Naw Bae's house. Our first home in Mae Sariang - 1984
Here is a photo of Naw Bae’s house where we lived when first going to Mae Sariang. We’re standing in front of the living room which included a dining area. The closed double windows on the ground floor opened into an office/work area. While working in the office, it wasn’t unusual to have someone walk up, stand at the window and watch. Sometimes we’d notice them coming. Other times, they’d come up quietly while we were concentrating on something and we’d never know. Eventually we’d see them and jump out of our skin. But we were not the typical residents of Mae Sariang so we lived in kind of a fish bowl.

Just above us in the photo was our bedroom and across the small balcony seen in the photo is the entrance to the guest bedroom. Also upstairs was a bathroom and a door that went out to a porch area where we did our laundry.

Back to the ground floor, just past the closed double windows of the office was a step down to ground level. The door at the far right of the photo is the entrance to the kitchen which was also at ground level. It’s the tropics and generally warm, so no one worried much about drafts coming in under the doors, so there were usually good sized gaps under any door including the door to our kitchen.

In the photo below, Marcia is standing with Ratana who helped us with buying food, laundry, cooking and cleaning for all our time in Mae Sariang. Her husband was a builder who we sometimes hired to do mission related building projects. They were of the Lawa tribal group and active members and leaders of the local Lawa Christian church which was a product of the New Tribes Mission (which is now called Ethnos 360).

Ratana and Marcia in the kitchen making bread. The
mop bucket with snake skin embellishment is in
 the corner behind the fridge.
Near the corner of the kitchen was our refrigerator which can be seen with the door open in the photo. Since the door is hanging open, I suppose it was being defrosted. In any case, in the very corner behind the open refrigerator door was where we stored our mop bucket with associated cleaning supplies.

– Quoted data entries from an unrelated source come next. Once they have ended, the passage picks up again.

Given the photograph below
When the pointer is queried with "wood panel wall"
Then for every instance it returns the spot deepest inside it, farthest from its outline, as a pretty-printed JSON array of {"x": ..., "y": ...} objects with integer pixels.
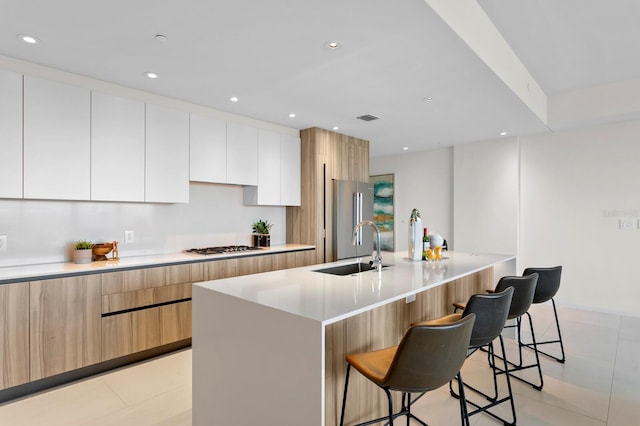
[
  {"x": 64, "y": 324},
  {"x": 14, "y": 334},
  {"x": 325, "y": 155},
  {"x": 380, "y": 328}
]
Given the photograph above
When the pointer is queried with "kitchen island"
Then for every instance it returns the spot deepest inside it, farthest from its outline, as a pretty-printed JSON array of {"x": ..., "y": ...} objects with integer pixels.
[{"x": 269, "y": 348}]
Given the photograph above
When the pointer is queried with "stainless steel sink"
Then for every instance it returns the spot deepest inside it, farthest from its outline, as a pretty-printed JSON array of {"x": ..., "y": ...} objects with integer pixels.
[{"x": 352, "y": 268}]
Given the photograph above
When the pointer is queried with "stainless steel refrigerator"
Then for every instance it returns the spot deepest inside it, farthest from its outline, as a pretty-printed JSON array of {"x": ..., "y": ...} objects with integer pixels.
[{"x": 352, "y": 203}]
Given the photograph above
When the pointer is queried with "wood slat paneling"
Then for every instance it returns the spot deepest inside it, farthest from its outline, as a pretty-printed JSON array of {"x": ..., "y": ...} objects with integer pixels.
[{"x": 343, "y": 157}]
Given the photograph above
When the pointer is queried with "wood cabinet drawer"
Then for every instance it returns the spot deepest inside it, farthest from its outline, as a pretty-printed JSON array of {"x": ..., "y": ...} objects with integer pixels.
[
  {"x": 139, "y": 279},
  {"x": 130, "y": 332},
  {"x": 140, "y": 298}
]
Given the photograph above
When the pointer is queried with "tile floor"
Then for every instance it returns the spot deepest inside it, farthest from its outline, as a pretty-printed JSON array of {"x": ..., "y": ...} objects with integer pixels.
[{"x": 598, "y": 385}]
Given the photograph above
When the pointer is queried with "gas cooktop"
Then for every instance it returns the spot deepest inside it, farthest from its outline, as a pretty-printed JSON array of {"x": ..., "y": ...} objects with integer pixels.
[{"x": 222, "y": 250}]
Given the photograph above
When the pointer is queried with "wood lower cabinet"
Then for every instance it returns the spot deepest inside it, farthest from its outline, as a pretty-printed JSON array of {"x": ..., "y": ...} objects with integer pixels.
[
  {"x": 64, "y": 324},
  {"x": 130, "y": 332},
  {"x": 53, "y": 326},
  {"x": 14, "y": 334}
]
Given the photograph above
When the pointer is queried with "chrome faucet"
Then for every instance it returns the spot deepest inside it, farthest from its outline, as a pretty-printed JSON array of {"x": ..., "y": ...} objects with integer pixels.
[{"x": 376, "y": 260}]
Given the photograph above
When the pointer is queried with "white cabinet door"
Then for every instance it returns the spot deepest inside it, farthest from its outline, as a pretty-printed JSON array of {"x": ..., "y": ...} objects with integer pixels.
[
  {"x": 167, "y": 155},
  {"x": 268, "y": 168},
  {"x": 278, "y": 171},
  {"x": 57, "y": 162},
  {"x": 10, "y": 135},
  {"x": 117, "y": 148},
  {"x": 208, "y": 149},
  {"x": 242, "y": 154},
  {"x": 290, "y": 170}
]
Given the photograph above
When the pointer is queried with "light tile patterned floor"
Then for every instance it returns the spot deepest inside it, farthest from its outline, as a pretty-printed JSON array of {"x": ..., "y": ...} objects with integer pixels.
[{"x": 598, "y": 385}]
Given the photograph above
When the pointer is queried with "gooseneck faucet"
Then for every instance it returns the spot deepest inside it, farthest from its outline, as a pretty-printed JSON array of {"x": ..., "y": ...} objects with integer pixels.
[{"x": 376, "y": 260}]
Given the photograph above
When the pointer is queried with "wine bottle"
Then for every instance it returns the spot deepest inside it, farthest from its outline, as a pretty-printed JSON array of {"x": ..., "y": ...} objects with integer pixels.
[{"x": 425, "y": 244}]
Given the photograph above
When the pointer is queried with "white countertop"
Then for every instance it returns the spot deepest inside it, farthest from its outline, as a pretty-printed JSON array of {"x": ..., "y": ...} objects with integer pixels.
[
  {"x": 330, "y": 298},
  {"x": 52, "y": 270}
]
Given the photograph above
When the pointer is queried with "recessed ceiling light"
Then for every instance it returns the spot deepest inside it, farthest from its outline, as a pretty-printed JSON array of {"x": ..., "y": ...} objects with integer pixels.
[
  {"x": 333, "y": 45},
  {"x": 28, "y": 38}
]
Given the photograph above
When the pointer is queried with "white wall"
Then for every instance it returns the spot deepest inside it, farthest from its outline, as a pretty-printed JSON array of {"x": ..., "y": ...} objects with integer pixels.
[
  {"x": 43, "y": 231},
  {"x": 576, "y": 186},
  {"x": 485, "y": 201},
  {"x": 422, "y": 180},
  {"x": 555, "y": 199}
]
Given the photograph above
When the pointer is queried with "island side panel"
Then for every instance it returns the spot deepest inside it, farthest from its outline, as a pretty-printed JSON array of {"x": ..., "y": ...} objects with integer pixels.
[
  {"x": 254, "y": 365},
  {"x": 379, "y": 328}
]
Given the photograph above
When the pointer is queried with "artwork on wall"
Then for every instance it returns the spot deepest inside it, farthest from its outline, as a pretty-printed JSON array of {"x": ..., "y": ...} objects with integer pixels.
[{"x": 383, "y": 208}]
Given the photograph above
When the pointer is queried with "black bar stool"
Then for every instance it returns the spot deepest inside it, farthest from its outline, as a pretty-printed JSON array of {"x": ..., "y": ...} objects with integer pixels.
[
  {"x": 523, "y": 291},
  {"x": 427, "y": 357},
  {"x": 546, "y": 289},
  {"x": 491, "y": 311}
]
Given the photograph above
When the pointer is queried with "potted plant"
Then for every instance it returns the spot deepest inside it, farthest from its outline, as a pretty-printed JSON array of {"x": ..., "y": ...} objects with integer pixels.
[
  {"x": 261, "y": 237},
  {"x": 82, "y": 251}
]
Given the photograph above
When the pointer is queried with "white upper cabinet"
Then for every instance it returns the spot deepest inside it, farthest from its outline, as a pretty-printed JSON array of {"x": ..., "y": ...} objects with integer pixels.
[
  {"x": 167, "y": 155},
  {"x": 57, "y": 162},
  {"x": 117, "y": 148},
  {"x": 278, "y": 171},
  {"x": 267, "y": 192},
  {"x": 208, "y": 149},
  {"x": 290, "y": 170},
  {"x": 242, "y": 154},
  {"x": 10, "y": 135}
]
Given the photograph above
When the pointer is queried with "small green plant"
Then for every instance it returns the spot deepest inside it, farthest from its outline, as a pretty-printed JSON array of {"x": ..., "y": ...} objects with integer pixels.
[
  {"x": 83, "y": 245},
  {"x": 262, "y": 227}
]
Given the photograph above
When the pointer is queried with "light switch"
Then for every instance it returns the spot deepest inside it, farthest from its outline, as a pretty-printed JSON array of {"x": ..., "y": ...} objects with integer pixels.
[{"x": 627, "y": 224}]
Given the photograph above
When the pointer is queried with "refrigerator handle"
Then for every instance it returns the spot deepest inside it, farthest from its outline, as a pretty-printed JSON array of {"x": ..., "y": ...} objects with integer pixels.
[{"x": 359, "y": 217}]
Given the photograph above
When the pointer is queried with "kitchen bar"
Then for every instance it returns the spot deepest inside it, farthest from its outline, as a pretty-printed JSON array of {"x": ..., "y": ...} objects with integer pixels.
[{"x": 284, "y": 334}]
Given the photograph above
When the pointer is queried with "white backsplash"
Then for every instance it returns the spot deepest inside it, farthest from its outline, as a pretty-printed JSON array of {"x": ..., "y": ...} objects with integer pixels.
[{"x": 44, "y": 231}]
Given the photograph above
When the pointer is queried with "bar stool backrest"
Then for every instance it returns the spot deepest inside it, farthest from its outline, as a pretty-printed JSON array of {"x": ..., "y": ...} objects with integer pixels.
[
  {"x": 429, "y": 356},
  {"x": 491, "y": 311},
  {"x": 523, "y": 291},
  {"x": 548, "y": 282}
]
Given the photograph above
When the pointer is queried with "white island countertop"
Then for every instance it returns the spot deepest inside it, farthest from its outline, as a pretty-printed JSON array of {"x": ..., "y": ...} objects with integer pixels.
[
  {"x": 329, "y": 298},
  {"x": 279, "y": 338}
]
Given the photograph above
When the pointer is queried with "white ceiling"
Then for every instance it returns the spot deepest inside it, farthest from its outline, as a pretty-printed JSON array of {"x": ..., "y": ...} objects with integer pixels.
[{"x": 271, "y": 55}]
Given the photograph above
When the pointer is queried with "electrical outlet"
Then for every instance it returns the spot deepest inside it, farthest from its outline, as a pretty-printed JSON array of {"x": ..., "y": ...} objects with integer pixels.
[{"x": 128, "y": 237}]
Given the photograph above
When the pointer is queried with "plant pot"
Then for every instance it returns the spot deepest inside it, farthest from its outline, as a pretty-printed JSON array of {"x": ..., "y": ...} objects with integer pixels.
[
  {"x": 261, "y": 240},
  {"x": 82, "y": 256}
]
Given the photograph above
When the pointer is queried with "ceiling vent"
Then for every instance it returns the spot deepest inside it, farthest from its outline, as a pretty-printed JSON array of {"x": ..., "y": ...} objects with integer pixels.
[{"x": 368, "y": 117}]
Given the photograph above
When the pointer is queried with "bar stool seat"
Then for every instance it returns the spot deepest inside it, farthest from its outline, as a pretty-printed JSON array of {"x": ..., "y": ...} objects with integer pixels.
[
  {"x": 524, "y": 289},
  {"x": 546, "y": 289},
  {"x": 491, "y": 311},
  {"x": 428, "y": 357}
]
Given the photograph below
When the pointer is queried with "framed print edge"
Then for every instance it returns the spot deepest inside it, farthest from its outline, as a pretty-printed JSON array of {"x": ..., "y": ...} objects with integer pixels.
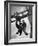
[{"x": 6, "y": 22}]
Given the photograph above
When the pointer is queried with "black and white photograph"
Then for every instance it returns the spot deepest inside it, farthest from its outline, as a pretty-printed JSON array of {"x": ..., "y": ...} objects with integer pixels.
[{"x": 20, "y": 20}]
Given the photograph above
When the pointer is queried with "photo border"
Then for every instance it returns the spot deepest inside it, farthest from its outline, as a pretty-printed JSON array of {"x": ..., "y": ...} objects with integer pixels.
[{"x": 6, "y": 10}]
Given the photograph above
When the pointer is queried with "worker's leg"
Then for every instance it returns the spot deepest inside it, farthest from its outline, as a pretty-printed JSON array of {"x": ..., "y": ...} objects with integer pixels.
[{"x": 25, "y": 32}]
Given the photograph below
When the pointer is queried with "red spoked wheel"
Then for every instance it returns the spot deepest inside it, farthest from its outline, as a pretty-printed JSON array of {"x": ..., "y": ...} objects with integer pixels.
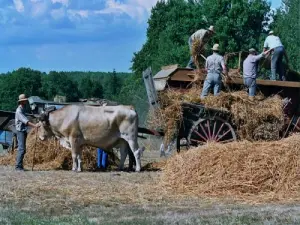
[{"x": 207, "y": 130}]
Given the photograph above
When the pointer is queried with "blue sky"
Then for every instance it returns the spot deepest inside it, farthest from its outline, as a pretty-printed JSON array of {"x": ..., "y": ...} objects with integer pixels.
[{"x": 68, "y": 35}]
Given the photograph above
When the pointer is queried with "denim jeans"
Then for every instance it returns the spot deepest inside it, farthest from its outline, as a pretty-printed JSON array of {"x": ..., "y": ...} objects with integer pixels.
[
  {"x": 276, "y": 63},
  {"x": 21, "y": 136},
  {"x": 251, "y": 84},
  {"x": 212, "y": 80},
  {"x": 191, "y": 63}
]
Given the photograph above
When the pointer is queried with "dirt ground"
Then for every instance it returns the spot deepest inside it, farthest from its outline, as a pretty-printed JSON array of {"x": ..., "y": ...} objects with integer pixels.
[{"x": 66, "y": 197}]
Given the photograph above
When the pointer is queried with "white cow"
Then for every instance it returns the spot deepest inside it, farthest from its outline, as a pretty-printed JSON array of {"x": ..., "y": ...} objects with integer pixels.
[{"x": 104, "y": 127}]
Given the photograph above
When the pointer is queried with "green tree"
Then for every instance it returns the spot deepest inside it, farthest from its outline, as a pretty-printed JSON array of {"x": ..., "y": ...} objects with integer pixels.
[
  {"x": 23, "y": 80},
  {"x": 58, "y": 83},
  {"x": 286, "y": 26},
  {"x": 238, "y": 23},
  {"x": 89, "y": 88},
  {"x": 113, "y": 85}
]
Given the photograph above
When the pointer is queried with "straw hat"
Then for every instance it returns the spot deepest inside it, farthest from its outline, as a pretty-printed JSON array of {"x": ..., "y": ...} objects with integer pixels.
[
  {"x": 22, "y": 98},
  {"x": 215, "y": 47},
  {"x": 211, "y": 28}
]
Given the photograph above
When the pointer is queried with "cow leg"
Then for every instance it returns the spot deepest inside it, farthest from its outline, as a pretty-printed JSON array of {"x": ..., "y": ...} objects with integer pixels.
[
  {"x": 123, "y": 153},
  {"x": 79, "y": 169},
  {"x": 136, "y": 153},
  {"x": 74, "y": 158},
  {"x": 76, "y": 154}
]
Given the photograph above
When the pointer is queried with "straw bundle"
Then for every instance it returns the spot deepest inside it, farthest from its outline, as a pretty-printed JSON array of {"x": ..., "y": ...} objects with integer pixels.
[
  {"x": 257, "y": 172},
  {"x": 49, "y": 155},
  {"x": 170, "y": 113}
]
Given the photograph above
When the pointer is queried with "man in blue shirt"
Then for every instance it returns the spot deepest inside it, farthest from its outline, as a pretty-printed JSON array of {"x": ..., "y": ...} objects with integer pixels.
[
  {"x": 274, "y": 42},
  {"x": 250, "y": 68},
  {"x": 21, "y": 123},
  {"x": 201, "y": 35}
]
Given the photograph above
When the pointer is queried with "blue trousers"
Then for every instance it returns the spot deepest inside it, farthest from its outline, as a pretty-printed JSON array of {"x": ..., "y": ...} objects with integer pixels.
[
  {"x": 276, "y": 63},
  {"x": 213, "y": 80},
  {"x": 251, "y": 84},
  {"x": 21, "y": 137},
  {"x": 191, "y": 63}
]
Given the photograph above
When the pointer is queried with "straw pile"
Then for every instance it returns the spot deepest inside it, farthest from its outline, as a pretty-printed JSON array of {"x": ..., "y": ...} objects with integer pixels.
[
  {"x": 170, "y": 114},
  {"x": 257, "y": 172},
  {"x": 50, "y": 155},
  {"x": 258, "y": 120}
]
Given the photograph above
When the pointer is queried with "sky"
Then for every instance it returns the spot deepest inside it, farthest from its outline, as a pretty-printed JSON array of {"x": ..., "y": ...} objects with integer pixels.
[{"x": 73, "y": 35}]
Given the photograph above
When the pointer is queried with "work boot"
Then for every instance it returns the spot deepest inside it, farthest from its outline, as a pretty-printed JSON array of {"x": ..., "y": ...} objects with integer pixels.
[{"x": 251, "y": 98}]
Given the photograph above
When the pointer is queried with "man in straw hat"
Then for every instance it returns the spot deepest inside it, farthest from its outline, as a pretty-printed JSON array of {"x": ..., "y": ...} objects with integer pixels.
[
  {"x": 214, "y": 66},
  {"x": 203, "y": 36},
  {"x": 250, "y": 67},
  {"x": 21, "y": 123},
  {"x": 274, "y": 42}
]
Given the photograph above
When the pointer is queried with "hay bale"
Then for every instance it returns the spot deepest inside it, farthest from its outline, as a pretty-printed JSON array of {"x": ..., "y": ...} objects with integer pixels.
[
  {"x": 50, "y": 155},
  {"x": 257, "y": 172}
]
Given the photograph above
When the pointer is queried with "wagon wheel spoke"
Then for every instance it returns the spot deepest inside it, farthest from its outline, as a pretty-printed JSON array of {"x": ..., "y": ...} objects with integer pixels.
[
  {"x": 219, "y": 138},
  {"x": 202, "y": 128},
  {"x": 198, "y": 141},
  {"x": 196, "y": 132},
  {"x": 212, "y": 129},
  {"x": 208, "y": 127}
]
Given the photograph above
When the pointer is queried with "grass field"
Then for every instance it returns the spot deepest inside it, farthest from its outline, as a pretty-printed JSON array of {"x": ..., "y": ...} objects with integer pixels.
[{"x": 65, "y": 197}]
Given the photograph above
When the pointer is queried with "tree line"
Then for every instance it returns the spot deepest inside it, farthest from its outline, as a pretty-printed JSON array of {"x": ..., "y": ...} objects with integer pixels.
[
  {"x": 73, "y": 85},
  {"x": 240, "y": 25}
]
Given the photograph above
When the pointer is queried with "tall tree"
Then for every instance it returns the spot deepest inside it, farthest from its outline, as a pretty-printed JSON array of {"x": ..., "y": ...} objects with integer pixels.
[
  {"x": 113, "y": 85},
  {"x": 238, "y": 23},
  {"x": 58, "y": 83},
  {"x": 286, "y": 25},
  {"x": 23, "y": 80}
]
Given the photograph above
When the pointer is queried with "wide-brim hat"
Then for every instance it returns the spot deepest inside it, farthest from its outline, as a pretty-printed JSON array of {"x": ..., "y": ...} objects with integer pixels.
[
  {"x": 215, "y": 47},
  {"x": 212, "y": 29},
  {"x": 22, "y": 98}
]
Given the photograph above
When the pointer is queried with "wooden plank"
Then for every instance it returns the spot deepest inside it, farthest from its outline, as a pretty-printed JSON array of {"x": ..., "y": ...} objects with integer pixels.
[{"x": 239, "y": 80}]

I make a historical record of this particular mop bucket as one day Ratana went to get the bucket to do some mopping only to find a good sized snake skin laying on top of the bucket’s contents. We’d often heard that Thailand and Southeast Asia has maybe the highest concentration of venomous snakes anywhere in the world. So seeing the snakeskin caused a response somewhere between being startled and panicked. Ratana called Marcia who called me. The problem wasn’t so much the de-snaked skin but where had the recent occupant of that skin gone to? Was it hiding behind the bucket? Under the fridge? Under the kitchen cabinet, behind the stove? Was it curled, coiled and ready to strike among all the cleaning rags and whatever within the bucket itself? Maybe it had gone up the step and entered the main house?

All possibilities were thoroughly investigated and no snake was found. Ratana and Marcia in particular though, were left with the knowledge that a snake had crawled under the kitchen door, ambled across the kitchen, likely investigated all our dishes and food stores and finally settled on our mop bucket as the optimal place to commit ecdysis. Ecdysis? It is defined as, “the scientific term for a snake shedding its skin, a natural process where they slough off their old, outer layer (epidermis) to grow, heal, and remove parasites..” Parasites? It was bad enough when we were just looking for the snake!

In any case, that is the only snake story associated with that house. The snake was never seen or heard from again and there was no outbreak of snake related parasites. Life quickly returned to what passed for normal.